In Knoxville, Jesuit Father Kevin Dyer, a part-time FOCUS chaplain, celebrated morning Mass Feb. 5. For the past decade, the priest has been involved with FOCUS in a variety of ways, such as summer training of missionaries.

“I love this, I love the people that get brought together in something like that,” Father Dyer said. “It really is a reflection of the Gospel today, where Jesus brought everybody together, and the priests and religious who are here, to see the missionaries, our mission partners, and then all the students who are coming in seeking out the Lord is really a huge consolation to my heart.”

In addition to watching livestreamed talks, local speakers also traveled to Knoxville so that students could experience in-person impact sessions.

Students chose to attend talks that were most relevant to them, whether that was on the topic of vocations, how to pray, care for the poor, transgenderism, pornography, the feminine genius, or how to trust God.

Present for his Knoxville impact session was Catholic speaker and musician Paul J. Kim, widely known for his YouTube videos with Ascension, a faith formation platform.

Kim shared his conversion story, which occurred while he was in college, reflecting on the importance of having a relationship with Mary.

“Despite my lack of faith, despite my poor decisions to do anything and everything except to follow Him, but the Holy Spirit was still active in my life,” he said. “I was trying to fill the emptiness in my life, to silence my conscience, but God kept inviting me.”

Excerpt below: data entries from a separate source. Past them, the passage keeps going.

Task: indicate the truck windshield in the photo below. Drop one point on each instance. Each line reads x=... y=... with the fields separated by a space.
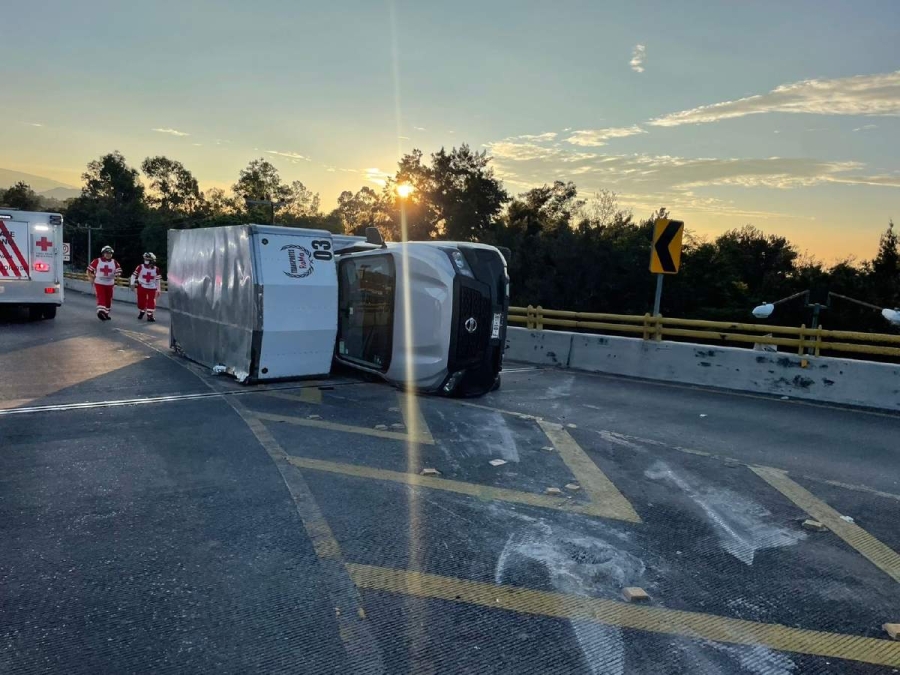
x=366 y=297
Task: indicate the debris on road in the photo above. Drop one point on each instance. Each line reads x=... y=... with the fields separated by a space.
x=635 y=594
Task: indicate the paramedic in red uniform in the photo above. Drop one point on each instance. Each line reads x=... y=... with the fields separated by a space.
x=146 y=277
x=103 y=272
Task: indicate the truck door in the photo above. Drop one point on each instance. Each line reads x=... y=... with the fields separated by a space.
x=14 y=249
x=366 y=300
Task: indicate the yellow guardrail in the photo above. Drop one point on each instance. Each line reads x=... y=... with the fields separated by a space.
x=120 y=281
x=803 y=339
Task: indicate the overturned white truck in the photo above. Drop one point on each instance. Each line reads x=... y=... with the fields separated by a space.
x=263 y=302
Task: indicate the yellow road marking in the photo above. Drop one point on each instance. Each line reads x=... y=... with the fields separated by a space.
x=362 y=649
x=311 y=395
x=486 y=492
x=413 y=417
x=625 y=615
x=334 y=426
x=593 y=481
x=880 y=555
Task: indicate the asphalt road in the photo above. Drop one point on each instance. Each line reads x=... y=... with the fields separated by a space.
x=156 y=518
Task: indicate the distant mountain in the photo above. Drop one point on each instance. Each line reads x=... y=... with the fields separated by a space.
x=62 y=194
x=39 y=184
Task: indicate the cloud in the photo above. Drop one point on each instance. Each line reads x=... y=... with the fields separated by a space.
x=520 y=152
x=637 y=58
x=871 y=95
x=598 y=137
x=171 y=132
x=293 y=157
x=377 y=176
x=546 y=136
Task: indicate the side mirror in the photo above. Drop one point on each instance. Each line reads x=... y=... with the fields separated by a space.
x=892 y=315
x=373 y=236
x=764 y=311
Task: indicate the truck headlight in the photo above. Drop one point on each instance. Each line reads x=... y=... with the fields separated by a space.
x=459 y=262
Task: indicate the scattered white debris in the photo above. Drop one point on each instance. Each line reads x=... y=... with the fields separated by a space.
x=635 y=594
x=742 y=525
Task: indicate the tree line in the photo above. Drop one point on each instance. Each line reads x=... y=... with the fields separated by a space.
x=569 y=251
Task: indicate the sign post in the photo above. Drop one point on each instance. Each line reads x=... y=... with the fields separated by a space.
x=665 y=253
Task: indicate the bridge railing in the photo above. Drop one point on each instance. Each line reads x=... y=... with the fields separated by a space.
x=120 y=281
x=803 y=339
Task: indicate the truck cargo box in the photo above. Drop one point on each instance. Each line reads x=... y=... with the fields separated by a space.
x=257 y=301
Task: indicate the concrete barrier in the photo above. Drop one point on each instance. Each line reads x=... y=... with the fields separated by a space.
x=826 y=379
x=121 y=294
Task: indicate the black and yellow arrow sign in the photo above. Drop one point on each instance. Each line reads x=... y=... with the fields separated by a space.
x=665 y=256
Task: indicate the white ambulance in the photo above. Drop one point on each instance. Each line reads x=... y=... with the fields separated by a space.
x=31 y=261
x=262 y=302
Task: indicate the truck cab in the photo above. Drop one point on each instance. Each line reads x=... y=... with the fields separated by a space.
x=31 y=261
x=429 y=316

Kim explained how he turned to the rosary when he began to feel a desire to pray.

“As I knelt next to my bed and I prayed the rosary, weird things started happening. I felt more peace, joy, and purpose in that 20 minutes of prayer than I did in my whole month’s worth of screwing around. And it intrigued me, and I came back to it the next day,” he said.

“I was praying the rosary in college, and out of nowhere I start smelling roses. And it wasn’t because I was geographically located next to a rose bush,” Kim continued. “And it freaked me out because I was like, what is happening?

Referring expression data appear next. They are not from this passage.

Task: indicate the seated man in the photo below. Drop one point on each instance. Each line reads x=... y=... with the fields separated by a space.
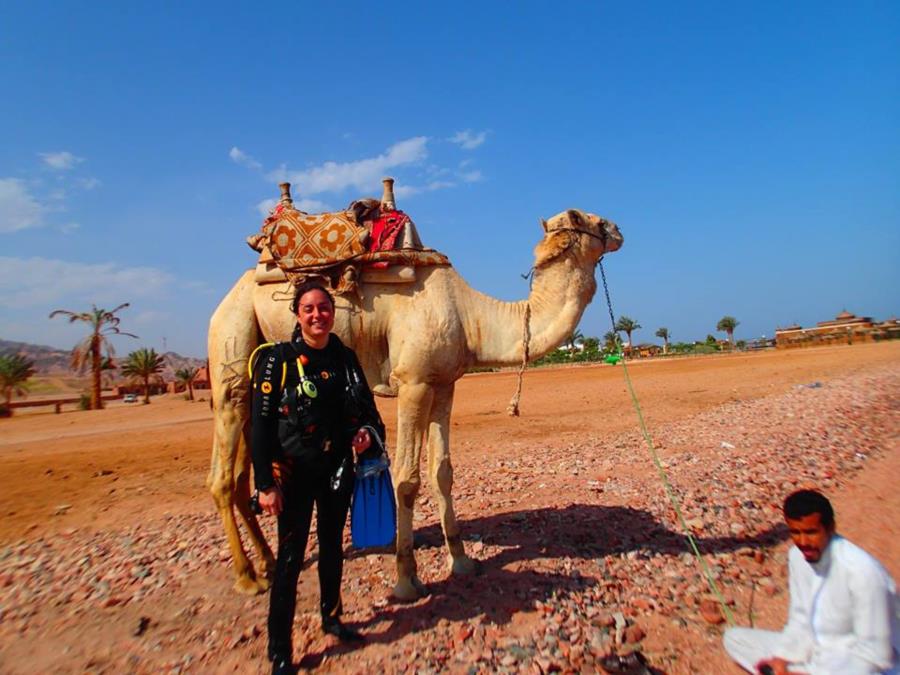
x=843 y=613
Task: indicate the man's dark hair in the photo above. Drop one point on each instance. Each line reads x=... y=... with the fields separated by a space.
x=305 y=288
x=803 y=503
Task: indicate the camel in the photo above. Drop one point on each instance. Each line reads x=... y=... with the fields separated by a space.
x=414 y=342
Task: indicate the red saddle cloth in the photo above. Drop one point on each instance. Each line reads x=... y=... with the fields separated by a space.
x=385 y=231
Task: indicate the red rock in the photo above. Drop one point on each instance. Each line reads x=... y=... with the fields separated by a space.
x=634 y=633
x=462 y=634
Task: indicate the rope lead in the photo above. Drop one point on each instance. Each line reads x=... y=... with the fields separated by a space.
x=659 y=467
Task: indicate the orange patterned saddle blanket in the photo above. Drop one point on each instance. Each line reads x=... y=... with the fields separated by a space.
x=331 y=246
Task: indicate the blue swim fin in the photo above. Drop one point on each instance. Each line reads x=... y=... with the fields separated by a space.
x=373 y=517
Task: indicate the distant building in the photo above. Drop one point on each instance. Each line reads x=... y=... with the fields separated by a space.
x=200 y=381
x=845 y=328
x=644 y=350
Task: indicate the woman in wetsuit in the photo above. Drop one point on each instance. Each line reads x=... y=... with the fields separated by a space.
x=311 y=403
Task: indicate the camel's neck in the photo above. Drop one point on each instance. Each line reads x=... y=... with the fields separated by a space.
x=494 y=329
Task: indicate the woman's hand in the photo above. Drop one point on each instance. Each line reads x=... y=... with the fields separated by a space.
x=361 y=441
x=271 y=501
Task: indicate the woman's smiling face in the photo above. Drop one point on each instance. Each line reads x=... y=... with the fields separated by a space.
x=315 y=314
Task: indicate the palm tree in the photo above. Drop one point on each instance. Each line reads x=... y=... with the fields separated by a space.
x=143 y=364
x=89 y=351
x=628 y=326
x=186 y=377
x=728 y=324
x=15 y=370
x=663 y=334
x=611 y=341
x=107 y=366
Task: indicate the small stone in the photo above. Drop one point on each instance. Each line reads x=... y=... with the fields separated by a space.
x=711 y=612
x=634 y=634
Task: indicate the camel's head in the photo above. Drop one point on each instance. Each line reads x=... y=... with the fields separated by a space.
x=592 y=234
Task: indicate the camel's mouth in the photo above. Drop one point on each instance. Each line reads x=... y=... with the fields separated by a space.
x=609 y=232
x=614 y=238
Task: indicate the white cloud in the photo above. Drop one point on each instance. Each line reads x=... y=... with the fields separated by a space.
x=151 y=316
x=265 y=206
x=468 y=140
x=60 y=161
x=41 y=282
x=363 y=174
x=238 y=156
x=19 y=210
x=401 y=191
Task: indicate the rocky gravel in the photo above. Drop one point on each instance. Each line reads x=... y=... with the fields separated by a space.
x=581 y=554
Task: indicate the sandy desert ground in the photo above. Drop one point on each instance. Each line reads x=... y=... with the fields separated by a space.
x=112 y=558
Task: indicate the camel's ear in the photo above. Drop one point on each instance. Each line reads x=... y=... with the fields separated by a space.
x=575 y=219
x=551 y=247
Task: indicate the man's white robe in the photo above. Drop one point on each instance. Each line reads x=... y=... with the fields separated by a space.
x=843 y=617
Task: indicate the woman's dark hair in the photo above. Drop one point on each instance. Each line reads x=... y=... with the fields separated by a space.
x=305 y=288
x=806 y=502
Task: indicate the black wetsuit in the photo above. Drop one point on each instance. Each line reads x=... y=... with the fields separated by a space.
x=309 y=440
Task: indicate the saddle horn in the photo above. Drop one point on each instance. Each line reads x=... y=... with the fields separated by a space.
x=387 y=197
x=286 y=194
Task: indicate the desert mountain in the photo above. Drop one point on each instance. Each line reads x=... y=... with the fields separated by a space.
x=53 y=361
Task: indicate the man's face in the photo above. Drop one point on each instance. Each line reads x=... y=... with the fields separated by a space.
x=810 y=535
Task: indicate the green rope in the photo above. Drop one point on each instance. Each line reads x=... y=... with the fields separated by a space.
x=659 y=467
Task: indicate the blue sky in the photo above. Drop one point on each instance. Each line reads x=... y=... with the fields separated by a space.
x=750 y=154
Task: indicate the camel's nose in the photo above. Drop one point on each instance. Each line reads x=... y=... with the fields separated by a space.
x=614 y=238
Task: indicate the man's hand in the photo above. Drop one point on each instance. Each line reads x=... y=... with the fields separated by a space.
x=773 y=666
x=361 y=441
x=271 y=501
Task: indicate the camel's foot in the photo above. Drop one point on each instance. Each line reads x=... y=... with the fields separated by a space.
x=462 y=564
x=247 y=585
x=409 y=589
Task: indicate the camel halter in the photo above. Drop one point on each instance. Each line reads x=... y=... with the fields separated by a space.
x=513 y=408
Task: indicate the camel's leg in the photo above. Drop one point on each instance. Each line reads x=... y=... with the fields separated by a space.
x=233 y=334
x=413 y=409
x=242 y=501
x=221 y=484
x=440 y=473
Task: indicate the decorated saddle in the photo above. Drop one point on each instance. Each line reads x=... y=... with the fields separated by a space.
x=370 y=241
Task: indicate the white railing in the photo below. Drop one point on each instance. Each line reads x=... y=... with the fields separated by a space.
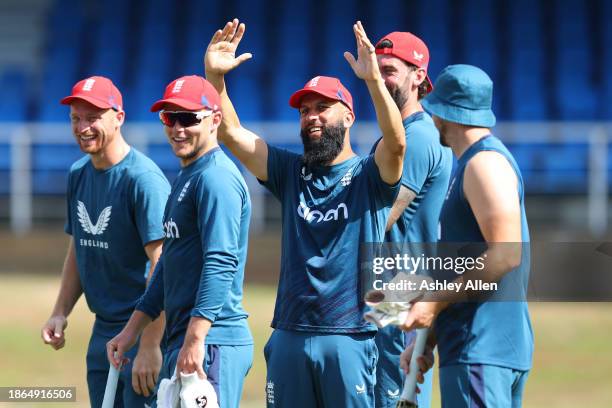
x=22 y=137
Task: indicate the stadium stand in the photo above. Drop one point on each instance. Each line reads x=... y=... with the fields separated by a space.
x=538 y=52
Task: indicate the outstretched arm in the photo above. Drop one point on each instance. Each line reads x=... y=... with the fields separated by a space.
x=52 y=332
x=389 y=153
x=220 y=58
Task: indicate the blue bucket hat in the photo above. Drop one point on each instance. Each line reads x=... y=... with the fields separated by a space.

“But as I pondered why she might be visiting me out of all people in the world, what was made clear was she was saying something very important.”

He said Mary was telling him: “Paul, this is real. Everything you’re reflecting on right now is real. My Son is real. What he accomplished for you on the cross is real. He has a plan for your life. Respond to his call.”

The author, Gabrielle Nolan, is a multimedia reporter at The East Tennessee Catholic, newspaper of the Diocese of Knoxville.